The farmer has a unique marketing routine, in place for the three years he has been raising chickens full time (it was a hobby for a decade). “My sales technique is to go into a place and give them two chickens. ‘Roast them,’ I tell them. Every single time I’ve done that I get that business.”

Chef Todd Heberlein of Volante Farms in Needham says the flavor of a Feather Brook bird is “like nothing I’ve ever had.” Somerville butcher Michael Dulock of M.F. Dulock Pasture-Raised Meats, agrees. “I’m not generally much for chicken,” he says. “But this is a tasty bird; it actually tastes like something.”

Birds raised carefully come with a high price tag. Dulock sells them for around $6 a pound, so a 5-pounder is about $30. At Volante, where Heberlein says “they’re flying off the shelves,” they’re the same price, and $1 higher for cut-up birds. The chef works with produce growing in fields around his kitchen, and deeply appreciates the short time between Feather Brook slaughter and delivery. He gets a call from Largey on Monday. “Those chickens are running around,” says Heberlein. Birds arrive on Wednesday.

For customers, Heberlein splits and smokes half-birds ($11.99 a pound), but at home he tucks herbs from his own garden with a little butter and garlic between the skin and flesh of a whole bird before roasting. “The skin crisps up really, really well, a big plus,” he says. He thinks the birds are hard to overcook, which he thinks has to do with freshness and fat.

Largey attributes the texture in part to a stress-free life. On slaughter day, he begins with a prayer, which “sets the tone for the day,” he says. Alden & Harlow chef Keith Garman, who buys Feather Brook birds for the Cambridge restaurant, spends his day off at the farm processing birds. He says he respects Largey’s system and the “little prayer thing.” The whole endeavor, says the chef, “is probably the most clean and humane way we can do it.” (Reader, skip the next part if you’re squeamish.) Largey and his crew set birds upside down in individual cones, which has a calming effect, before they cut the main artery so the birds bleed out quickly. Largey thinks the slaughtering practice affects musculature, and, in turn, taste and texture. In his system, he says, “no adrenaline pumps through the body.”

The farmer, 52, lives with his wife, Marie, in a house on the property. He grew up in Raynham, went to Providence Country Day School, and “was raised to be the next king of industry.” He dabbled in college, real estate development, and construction before becoming a high-end custom cabinetmaker and kitchen designer for 20 years. Renovation, he says, ends for customers when the job is done. “For me it was every day. Now what I get to do is put all that passion, all that love, get to pour it into this.”

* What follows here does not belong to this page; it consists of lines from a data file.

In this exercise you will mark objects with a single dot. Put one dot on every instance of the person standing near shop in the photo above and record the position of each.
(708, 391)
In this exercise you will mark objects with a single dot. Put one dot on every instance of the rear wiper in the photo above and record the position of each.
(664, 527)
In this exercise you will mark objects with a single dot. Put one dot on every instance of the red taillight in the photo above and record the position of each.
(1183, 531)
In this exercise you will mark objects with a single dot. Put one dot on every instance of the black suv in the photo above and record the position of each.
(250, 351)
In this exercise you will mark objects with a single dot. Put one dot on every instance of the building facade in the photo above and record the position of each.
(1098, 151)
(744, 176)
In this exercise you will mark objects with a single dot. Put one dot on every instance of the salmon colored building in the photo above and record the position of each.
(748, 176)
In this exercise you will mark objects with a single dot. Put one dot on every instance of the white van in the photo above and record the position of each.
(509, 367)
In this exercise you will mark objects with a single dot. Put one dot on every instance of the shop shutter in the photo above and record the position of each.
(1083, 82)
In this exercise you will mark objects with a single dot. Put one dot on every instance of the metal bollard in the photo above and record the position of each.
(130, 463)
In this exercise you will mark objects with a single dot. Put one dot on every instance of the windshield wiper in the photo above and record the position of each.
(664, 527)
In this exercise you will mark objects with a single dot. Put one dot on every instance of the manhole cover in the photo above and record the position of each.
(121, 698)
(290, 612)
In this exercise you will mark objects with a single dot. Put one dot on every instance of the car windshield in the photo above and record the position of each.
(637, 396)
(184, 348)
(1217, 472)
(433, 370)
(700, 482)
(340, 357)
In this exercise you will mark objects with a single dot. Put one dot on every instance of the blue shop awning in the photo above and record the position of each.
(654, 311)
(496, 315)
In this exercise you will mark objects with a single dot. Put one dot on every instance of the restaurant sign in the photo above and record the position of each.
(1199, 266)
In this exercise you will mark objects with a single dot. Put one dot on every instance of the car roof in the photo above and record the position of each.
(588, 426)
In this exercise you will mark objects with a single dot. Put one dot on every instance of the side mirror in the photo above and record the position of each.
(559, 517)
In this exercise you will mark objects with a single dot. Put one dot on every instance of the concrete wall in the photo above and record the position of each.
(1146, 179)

He has nothing good to say about poorly raised poultry. “Chickens kept in cages are stressed all the time. Meat birds in dark houses that cannot turn around are stressed all the time.” Largey admits he’d like to get on a soapbox to tell the world how to raise a better bird.

“He loves those chickens,” says Heberlein of Volante. “He loves what he does. There’s no doubt in my mind that’s what makes those chickens so good.”

Feather Brook Farm chickens are available at M.F. Dulock Pasture-Raised Meats, 201A Highland Ave., Somerville, 617-666-1970, www.mfdulock.com; Volante Farms, 292 Forest St., Needham, 781-444-2351, www.volantefarms.com; Simpson Spring, 719 Washington St., South Easton, 508-238-4472, www.simpsonspring.com; South Shore Organics, 26 Washington St., Pembroke, 781-536-8861, www.southshoreorganics.com; or go to www.featherbrookfarms.com.